事務室の長椅子も、革張りの黒ではなく、布張りの灰色のものだった。

記憶のずれかもしれないと思って、念のため副館長に「昔、ここに黒い電話があったか」と訊いてみた。

副館長は少し考えてから、「あなたが入る何年も前の話だけど、確かに事務室の壁には円盤式の黒い電話があったね」と言った。

「もう十五年以上は前の話だけど、それがどうかしたの」

と訊かれたので、私は「いえ、何となく気になったので」とだけ答えた。

その後しばらく、私は閉架書庫の最下層に一人で入るのが少しだけ怖かった。

怖さの種類が、幽霊のような怖さではなく、自分のいる場所がもう一度ずれてしまうかもしれない、という種類の怖さだった。

司書補の実習が終わるまでの間、もう一度同じことが起きるのではないかと身構えていたが、結局そういうことは起きなかった。

ただ、後から思い返すたびに、一つだけ気になっていることがある。

事務室で会ったあの紺色の事務服の女性は、私が地下二階から来たと告げた瞬間、ほんの一瞬、ああまた、というような顔をしたのだった。
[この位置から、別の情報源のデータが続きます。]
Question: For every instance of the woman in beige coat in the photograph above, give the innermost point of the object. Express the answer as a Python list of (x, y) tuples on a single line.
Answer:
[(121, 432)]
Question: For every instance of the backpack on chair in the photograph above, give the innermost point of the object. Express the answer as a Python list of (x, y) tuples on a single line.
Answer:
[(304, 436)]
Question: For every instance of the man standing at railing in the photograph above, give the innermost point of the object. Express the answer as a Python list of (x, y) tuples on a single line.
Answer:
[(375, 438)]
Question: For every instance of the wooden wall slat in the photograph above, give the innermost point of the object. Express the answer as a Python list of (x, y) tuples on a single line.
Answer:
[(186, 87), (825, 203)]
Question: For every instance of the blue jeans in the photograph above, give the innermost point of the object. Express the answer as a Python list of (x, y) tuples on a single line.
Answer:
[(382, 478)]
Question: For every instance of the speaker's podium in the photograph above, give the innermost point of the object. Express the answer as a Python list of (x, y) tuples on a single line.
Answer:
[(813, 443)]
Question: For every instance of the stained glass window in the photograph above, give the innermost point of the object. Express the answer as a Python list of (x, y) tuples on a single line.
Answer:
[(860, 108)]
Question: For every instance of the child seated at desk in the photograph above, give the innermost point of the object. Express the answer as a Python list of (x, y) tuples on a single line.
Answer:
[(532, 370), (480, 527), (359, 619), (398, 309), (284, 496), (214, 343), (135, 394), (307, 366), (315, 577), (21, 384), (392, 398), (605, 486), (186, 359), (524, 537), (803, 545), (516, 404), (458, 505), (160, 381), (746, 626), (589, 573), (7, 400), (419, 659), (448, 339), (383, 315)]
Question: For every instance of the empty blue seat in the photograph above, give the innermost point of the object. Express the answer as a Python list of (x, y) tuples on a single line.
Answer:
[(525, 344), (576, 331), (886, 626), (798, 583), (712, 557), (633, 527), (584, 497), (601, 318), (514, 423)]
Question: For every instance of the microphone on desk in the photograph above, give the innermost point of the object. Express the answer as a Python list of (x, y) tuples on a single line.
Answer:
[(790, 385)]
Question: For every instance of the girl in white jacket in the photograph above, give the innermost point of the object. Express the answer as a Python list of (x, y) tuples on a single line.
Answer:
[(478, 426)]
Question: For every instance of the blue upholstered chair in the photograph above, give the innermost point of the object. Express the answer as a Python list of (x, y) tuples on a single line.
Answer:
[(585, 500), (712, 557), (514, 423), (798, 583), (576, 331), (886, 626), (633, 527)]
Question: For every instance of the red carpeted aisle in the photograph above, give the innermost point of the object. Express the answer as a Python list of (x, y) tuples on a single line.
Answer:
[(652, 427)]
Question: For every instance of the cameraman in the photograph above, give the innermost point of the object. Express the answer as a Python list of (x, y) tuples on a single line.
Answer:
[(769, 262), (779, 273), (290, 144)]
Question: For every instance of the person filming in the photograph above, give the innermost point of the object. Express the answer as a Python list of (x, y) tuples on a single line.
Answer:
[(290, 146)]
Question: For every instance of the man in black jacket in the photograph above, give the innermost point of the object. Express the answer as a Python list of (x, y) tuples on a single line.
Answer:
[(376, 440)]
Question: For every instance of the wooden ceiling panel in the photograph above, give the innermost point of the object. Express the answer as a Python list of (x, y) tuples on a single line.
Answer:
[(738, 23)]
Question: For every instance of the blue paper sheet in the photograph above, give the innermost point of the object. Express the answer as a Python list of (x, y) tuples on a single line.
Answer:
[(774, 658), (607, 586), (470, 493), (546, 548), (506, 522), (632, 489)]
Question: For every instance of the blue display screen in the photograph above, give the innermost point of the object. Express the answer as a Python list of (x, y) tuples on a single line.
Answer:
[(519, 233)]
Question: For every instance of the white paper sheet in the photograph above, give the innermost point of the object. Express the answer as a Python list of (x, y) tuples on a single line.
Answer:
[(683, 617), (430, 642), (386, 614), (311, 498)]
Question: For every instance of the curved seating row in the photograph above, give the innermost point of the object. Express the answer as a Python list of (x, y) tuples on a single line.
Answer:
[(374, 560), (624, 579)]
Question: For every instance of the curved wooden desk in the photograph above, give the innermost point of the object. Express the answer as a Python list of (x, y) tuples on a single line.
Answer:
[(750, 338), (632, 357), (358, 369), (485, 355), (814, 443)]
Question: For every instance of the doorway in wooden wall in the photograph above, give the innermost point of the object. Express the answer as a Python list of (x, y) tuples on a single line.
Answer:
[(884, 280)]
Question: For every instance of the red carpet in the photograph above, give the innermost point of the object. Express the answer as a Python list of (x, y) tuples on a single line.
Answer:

電話で「今年、四人目」と告げたとき、その人の声には驚きが少しもなかった。

その口調は、年に何度か起きる事務手続きを、淡々と片付けている人の口調だった。

あの方は、もう何十年もこの書庫を見ている人なのかもしれません。

今もときどき、私はその図書館の前を通る。

本館の二階の窓を見上げて、中庭の方に視線を移すと、低い木は今もそこに立っている。

ただ、雨の日にあの天窓の青を思い出すと、まだ少しだけ、足元の床が遠くなる感じがする。